Each of the numerical and theoretical models with a wake adequately predicted the magnitude and temporal position of the initial lift peak. The models were unable to predict the later viscous effects. The lack of viscosity precludes prediction of the wake of the upstream airfoil. The simulations have no model of flow separation, and
so are incapable of modeling the creation of the additional shed vorticity, as well as the changes in the boundary layer of the downstream airfoil. The models should thus be compared only on their prediction of that initial lift peak.
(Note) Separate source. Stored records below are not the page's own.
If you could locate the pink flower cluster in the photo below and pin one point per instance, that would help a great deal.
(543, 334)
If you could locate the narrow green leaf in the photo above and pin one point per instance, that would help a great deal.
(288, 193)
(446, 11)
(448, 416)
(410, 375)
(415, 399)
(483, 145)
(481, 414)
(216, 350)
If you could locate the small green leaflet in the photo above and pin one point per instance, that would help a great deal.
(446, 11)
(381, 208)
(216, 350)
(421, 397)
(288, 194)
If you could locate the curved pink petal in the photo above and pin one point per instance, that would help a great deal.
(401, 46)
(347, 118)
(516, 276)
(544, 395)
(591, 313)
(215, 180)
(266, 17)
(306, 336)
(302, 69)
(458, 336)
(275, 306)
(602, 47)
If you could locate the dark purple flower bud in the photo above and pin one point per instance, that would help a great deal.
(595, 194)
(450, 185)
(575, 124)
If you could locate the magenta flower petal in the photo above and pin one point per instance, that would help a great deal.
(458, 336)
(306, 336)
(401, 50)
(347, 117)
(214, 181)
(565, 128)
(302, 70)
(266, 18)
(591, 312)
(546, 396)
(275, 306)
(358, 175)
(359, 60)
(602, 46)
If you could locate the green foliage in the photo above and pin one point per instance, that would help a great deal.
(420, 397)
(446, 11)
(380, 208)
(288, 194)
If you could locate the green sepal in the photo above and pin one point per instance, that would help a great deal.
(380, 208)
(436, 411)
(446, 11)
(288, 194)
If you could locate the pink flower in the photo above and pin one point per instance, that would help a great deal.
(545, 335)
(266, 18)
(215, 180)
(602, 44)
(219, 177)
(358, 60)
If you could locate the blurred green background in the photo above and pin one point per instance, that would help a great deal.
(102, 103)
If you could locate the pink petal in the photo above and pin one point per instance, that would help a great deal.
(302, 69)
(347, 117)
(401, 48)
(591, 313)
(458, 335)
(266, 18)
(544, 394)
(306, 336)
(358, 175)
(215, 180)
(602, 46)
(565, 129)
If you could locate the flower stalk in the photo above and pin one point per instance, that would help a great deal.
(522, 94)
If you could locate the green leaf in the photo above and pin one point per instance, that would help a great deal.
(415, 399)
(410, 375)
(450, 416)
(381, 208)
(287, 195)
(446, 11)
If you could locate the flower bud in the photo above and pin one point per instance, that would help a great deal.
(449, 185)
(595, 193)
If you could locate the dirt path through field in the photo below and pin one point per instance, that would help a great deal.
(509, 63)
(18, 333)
The quasi-steady model, as well at the extended Tchieu-Leonard model, estimated faster changes in the forces than were observed. This is likely due to the fact that the QS-TAT model lacked the moderating effect of a wake model. Similarly, the E-TL model had not released a vortex since the beginning of the simulation, so the moderating effect was reduced due to the distance of the wake vortex. The unsteady panel method and the thin airfoil theory model with the Wagner function provided reasonable approximations of the initial peak in the lift. After that, viscosity, and the change in the flow due to the wake of the gust generator, made the estimates less accurate. For predictions of the initial change in forces due to the vortical gust, the W-TAT model appears to give fairly accurate estimates, with much lower computational costs than the panel method simulations.
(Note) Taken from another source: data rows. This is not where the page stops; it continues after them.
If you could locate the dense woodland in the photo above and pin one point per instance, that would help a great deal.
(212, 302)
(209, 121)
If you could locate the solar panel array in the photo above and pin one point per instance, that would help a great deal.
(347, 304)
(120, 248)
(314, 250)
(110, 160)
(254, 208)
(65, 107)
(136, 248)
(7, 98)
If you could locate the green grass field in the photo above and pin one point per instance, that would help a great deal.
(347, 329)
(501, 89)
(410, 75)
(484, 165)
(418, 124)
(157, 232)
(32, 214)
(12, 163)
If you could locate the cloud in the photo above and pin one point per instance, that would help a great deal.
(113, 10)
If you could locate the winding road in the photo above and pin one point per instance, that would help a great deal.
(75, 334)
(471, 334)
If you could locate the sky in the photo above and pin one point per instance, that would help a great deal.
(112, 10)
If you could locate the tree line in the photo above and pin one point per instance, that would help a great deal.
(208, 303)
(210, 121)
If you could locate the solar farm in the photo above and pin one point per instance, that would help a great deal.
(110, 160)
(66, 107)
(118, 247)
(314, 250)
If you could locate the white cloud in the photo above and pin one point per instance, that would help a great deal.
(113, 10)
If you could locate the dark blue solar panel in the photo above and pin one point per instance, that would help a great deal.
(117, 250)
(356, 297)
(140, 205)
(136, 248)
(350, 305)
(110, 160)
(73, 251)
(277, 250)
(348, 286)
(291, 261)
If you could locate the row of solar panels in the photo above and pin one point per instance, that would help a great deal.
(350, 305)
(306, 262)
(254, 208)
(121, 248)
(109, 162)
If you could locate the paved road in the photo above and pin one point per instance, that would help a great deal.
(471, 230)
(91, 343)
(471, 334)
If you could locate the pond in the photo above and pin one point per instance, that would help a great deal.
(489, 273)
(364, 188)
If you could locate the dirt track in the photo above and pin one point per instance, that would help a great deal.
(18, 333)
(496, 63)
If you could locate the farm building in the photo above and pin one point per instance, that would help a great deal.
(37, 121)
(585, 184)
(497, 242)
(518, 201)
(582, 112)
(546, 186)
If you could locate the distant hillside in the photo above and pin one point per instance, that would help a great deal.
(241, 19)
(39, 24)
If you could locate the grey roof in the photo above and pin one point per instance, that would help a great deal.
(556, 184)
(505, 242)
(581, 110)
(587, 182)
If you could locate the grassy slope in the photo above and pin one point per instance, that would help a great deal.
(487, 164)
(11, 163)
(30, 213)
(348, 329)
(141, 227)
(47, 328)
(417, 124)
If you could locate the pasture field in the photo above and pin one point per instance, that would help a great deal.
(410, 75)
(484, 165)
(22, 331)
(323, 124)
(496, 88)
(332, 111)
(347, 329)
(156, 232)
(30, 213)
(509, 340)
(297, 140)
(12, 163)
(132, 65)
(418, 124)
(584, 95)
Overall, the pitching airfoil was not a perfect gust generator. Though it was able to generate compact vortical gusts, its persistent presence upstream of the test article made it difficult to separate the effects of its wake from those of the vortex. Beyond the initial lift peak, it was difficult to attribute further effects solely to the passing vortex. This suggests that it is inappropriate to use for examining vortex-wing interactions when the it is near the midline, as its unwanted effects would strongly affect the test article.